论文针对低级别用例假设了一个“认证后”场景:渗透测试人员已经获得了Linux系统的低权限访问(通过SSH),并寻求提权到root。对于高级别用例,攻击者的目标是成为活动目录(Active Directory)环境中的域管理员。LLM充当顾问/执行者,而非完全自主的攻击者。
Methodology 核心方法
The paper explores two distinct use cases for LLM-augmented penetration testing. First, high-level task planning where AutoGPT is asked to generate penetration testing plans for Active Directory attacks and external engagements against a real target organization. Second, a low-level attack-execution system where GPT-3.5 is integrated with a vulnerable Linux virtual machine via SSH in a closed feedback loop: the LLM suggests shell commands, the commands are executed on the target, and the output is fed back to the LLM for iterative vulnerability discovery and exploitation.
论文探讨了LLM增强渗透测试的两个不同用例。首先是高级任务规划,要求AutoGPT为针对真实目标组织的活动目录攻击和外部渗透生成渗透测试计划。其次是低级攻击执行系统,将GPT-3.5通过SSH与一台脆弱的Linux虚拟机集成在一个闭环反馈回路中:LLM建议shell命令,命令在目标上执行,输出反馈给LLM,进行迭代的漏洞发现和利用。
Architecture 架构设计
For the low-level system (hackingBuddyGPT), a Python script connects to a deliberately vulnerable lin.security Linux VM via SSH. An infinite loop prompts GPT-3.5 to imagine being a low-privilege user wanting to become root, state a Linux shell command, which is then executed over SSH on the VM. The command output is fed back to GPT-3.5, which also identifies potential vulnerabilities and suggests verification commands. This creates a closed feedback loop between the LLM and the target system.
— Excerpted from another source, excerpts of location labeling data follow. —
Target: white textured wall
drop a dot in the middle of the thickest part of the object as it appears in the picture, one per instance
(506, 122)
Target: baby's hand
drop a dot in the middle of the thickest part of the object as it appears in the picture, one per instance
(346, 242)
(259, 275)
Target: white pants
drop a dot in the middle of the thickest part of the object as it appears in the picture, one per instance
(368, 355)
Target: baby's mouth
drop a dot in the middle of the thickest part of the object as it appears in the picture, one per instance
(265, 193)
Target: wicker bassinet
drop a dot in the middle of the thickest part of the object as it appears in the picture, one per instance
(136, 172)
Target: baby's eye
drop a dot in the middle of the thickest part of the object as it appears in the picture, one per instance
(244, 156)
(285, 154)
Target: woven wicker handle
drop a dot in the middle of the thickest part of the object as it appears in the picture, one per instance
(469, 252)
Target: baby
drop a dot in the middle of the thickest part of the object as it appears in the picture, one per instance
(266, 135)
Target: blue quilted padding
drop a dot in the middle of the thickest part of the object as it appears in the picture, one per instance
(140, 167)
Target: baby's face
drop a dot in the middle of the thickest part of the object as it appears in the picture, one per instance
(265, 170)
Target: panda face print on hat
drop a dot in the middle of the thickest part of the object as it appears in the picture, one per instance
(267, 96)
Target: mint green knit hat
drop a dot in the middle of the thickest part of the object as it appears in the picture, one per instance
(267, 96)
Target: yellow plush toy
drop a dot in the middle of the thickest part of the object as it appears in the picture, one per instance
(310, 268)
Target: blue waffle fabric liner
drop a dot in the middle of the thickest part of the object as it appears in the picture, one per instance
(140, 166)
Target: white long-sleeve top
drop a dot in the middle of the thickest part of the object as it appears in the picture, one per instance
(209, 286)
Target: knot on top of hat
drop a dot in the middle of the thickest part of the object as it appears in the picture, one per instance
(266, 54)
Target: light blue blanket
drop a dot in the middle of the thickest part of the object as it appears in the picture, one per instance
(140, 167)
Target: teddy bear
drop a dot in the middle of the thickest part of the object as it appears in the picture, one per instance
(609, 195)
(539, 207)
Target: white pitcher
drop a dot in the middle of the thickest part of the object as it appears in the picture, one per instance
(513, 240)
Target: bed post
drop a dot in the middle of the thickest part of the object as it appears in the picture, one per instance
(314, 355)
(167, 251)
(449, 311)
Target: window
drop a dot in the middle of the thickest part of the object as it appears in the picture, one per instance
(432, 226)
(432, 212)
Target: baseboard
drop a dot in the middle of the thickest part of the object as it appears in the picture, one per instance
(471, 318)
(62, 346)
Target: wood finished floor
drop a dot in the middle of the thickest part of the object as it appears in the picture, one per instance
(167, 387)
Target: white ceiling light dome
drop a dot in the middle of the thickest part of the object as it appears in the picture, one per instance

对于低级系统(hackingBuddyGPT),一个Python脚本通过SSH连接到一台故意设置漏洞的lin.security Linux虚拟机。一个无限循环提示GPT-3.5想象自己是一个想要成为root的低权限用户,并给出一个Linux shell命令,该命令随后在VM上通过SSH执行。命令输出反馈给GPT-3.5,它还会识别潜在漏洞并建议验证命令。这在LLM和目标系统之间创建了一个闭环反馈回路。
LLM Models 使用的大模型
Tool Integration 工具集成
Memory Mechanism 记忆机制
conversation-history
Attack Phases Covered 覆盖的攻击阶段
Evaluation 评估结果
The simple LLM-shell feedback loop was able to routinely gain root privileges on the vulnerable VM through multiple attack vectors including sudo misconfigurations, GTFOBins exploitation, and weak password attacks via /etc/passwd. For high-level planning, AutoGPT generated realistic and feasible Active Directory attack plans covering password spraying, Kerberoasting, AS-REP roasting, and ADCS exploitation. Individual runs were not stable but results converged over multiple runs.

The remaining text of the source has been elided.